Details on specific field mappings are code/loader-template.cypher, but broadly the schema is as follows:

(AttackVector) 
    -[:ATTACKABLE_THROUGH]-
(CVE)
    -[:AFFECTS]-
(ProductVersion)
    -[:VERSION_OF]-
(Product)
    -[:MADE_BY]-
(Vendor)

Loading CVE Data

https://nvd.nist.gov/vuln/data-feeds lists all feeds of data. nvd_loader.py will fetch this page, parse it to identify complete (i.e. not partial/update) v1.0 gzipped JSON feed URLs, fetch the files one by one, unpack, and load them using the template specified in loader-template.cypher.

loader-template.cypher

First, the script will set uniqueness constraints on our nodes, implicitly creating indices. $nvd_file_name will be replaced during execution with the name of the JSON file being loaded.

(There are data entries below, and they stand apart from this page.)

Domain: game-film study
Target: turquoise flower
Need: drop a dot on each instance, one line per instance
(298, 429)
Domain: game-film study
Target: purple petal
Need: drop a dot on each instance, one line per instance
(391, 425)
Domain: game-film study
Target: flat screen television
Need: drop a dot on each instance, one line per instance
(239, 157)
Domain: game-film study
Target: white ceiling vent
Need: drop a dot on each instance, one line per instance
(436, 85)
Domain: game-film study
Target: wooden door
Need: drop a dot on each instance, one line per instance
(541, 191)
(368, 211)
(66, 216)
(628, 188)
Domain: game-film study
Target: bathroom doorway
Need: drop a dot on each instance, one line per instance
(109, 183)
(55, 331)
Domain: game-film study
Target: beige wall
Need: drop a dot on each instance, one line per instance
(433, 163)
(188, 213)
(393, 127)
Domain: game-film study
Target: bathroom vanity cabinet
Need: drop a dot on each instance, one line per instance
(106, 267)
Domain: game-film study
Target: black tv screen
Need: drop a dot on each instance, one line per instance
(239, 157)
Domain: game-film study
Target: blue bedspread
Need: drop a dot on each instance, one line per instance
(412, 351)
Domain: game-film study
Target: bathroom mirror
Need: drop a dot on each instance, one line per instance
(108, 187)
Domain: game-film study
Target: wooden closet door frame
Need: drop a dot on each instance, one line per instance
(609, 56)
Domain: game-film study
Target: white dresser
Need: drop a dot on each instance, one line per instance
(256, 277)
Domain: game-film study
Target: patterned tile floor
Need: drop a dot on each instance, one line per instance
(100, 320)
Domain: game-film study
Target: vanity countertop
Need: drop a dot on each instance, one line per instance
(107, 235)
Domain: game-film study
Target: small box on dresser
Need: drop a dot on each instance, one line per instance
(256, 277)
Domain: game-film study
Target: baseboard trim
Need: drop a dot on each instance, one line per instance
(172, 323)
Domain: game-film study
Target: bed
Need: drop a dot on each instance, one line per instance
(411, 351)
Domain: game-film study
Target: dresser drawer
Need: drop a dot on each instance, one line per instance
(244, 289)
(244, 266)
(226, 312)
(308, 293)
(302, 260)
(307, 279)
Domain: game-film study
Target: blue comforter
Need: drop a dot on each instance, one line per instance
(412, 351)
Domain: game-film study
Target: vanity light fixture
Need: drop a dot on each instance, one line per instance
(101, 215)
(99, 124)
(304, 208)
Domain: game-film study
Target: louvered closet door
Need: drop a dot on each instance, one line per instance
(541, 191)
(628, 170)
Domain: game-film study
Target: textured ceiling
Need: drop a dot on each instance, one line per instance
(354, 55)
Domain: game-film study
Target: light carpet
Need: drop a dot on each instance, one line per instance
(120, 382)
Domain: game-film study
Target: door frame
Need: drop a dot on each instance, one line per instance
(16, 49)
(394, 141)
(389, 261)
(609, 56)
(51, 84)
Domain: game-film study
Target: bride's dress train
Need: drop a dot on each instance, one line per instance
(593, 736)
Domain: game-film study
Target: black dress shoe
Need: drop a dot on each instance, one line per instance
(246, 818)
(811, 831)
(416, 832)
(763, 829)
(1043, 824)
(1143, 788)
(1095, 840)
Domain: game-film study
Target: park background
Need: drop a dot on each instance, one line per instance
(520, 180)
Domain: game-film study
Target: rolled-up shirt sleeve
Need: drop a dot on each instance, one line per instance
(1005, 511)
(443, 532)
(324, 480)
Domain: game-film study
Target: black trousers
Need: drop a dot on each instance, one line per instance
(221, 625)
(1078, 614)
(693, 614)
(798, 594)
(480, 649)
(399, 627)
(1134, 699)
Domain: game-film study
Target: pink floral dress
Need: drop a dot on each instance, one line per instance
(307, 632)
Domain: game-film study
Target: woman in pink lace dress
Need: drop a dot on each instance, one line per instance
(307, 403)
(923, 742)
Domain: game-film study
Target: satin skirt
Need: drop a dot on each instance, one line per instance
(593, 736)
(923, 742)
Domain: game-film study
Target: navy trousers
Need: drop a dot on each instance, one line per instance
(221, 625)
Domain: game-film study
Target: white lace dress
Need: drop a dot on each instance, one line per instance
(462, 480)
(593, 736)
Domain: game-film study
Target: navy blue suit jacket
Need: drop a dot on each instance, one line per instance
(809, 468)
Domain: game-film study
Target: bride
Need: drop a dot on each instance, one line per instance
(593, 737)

Then we loop over all the individual CVEs.

Exploring data

Run this command to load a test file, code/nvd-test-samples.json, which contains a couple sample CVEs:

CALL apoc.load.json('file:///var/lib/neo4j/code/nvd-test-samples.json') YIELD value AS nvd
UNWIND nvd.CVE_Items as vuln
RETURN vuln

See https://neo4j-contrib.github.io/neo4j-apoc-procedures/ for more details on apoc.load.json.

Sample queries

Calculate the number of vulnerabilities found in the same software with the same impact score:

MATCH
    (vendor : Vendor {name : 'microsoft'})
        −[:MADE BY]−
    (product : Product {name: 'edge'})
        −[:VERSION OF]−
    (product version:ProductVersion)
        −[:AFFECTS]−
    (cve :CVE)
RETURN cve.`v2.impact score`, count(cve)

Calculate the number of vulnerabilities found in the same software with the same impact score across two consecutive years:

UNWIND range(1988, 2018, 1) AS t
WITH
    apoc.date.fromISO8601(t + '-01-01T00:00:00.000Z')
        AS start_window,
    apoc.date.fromISO8601((t + 1) + '-12-31T23:59:59.999Z')
        AS end_window
MATCH
    (vendor: Vendor)
        -[:MADE_BY]-
    (product:Product)
        -[:VERSION_OF]-
    (product_version:ProductVersion)
        -[:AFFECTS]-
    (cve:CVE)
WHERE
    cve.published >= start_window
        AND
    cve.published <= end_window
RETURN
    apoc.date.format(start_window)
        AS start_window,
    apoc.date.format(end_window)
        AS end_window,
    vendor.name,
    product.name,
    cve.`v2.impact_score`
        AS impact_score,
    count(cve) AS vulnerabilties
ORDER BY
    start_window,
    vendor.name,
    product.name

Find count of vulnerabilities that require user interaction through the network, under the CVSS 3.0 definition of "attack vector"

MATCH
    (attack_vector:AttackVector {name: 'NETWORK'})
        -[:ATTACKABLE_THROUGH {cvss_version: 3}]-
    (cve:CVE {`v3.user_interaction`: 'REQUIRED'})
RETURN count(cve)

Identify easy network-accessible exploits that don't involve user actions which simplify access to high-impact exploits which are otherwise high-complexity:

MATCH
    (attack_vector:AttackVector {
            name: 'NETWORK'
        }
    )
        -[:ATTACKABLE_THROUGH]-
    (cve:CVE {
        `v3.scope`: 'CHANGED',
        `v3.user_interaction`: 'NONE',
        `v3.attack_complexity`: 'LOW'
        }
    )
        -[:AFFECTS]-
    (product_version:ProductVersion)
        -[:AFFECTS]-
    (escalated_cve:CVE {
        `v3.privileges_required`: 'HIGH',
        `v3.user_interaction`: 'NONE',
        `v3.integrity_impact`: 'HIGH'}
    )
        -[:ATTACKABLE_THROUGH]-
   (escalacted_vector:AttackVector {name: 'LOCAL'})
RETURN cve.name,
    product_version.name,
    escalated_cve.name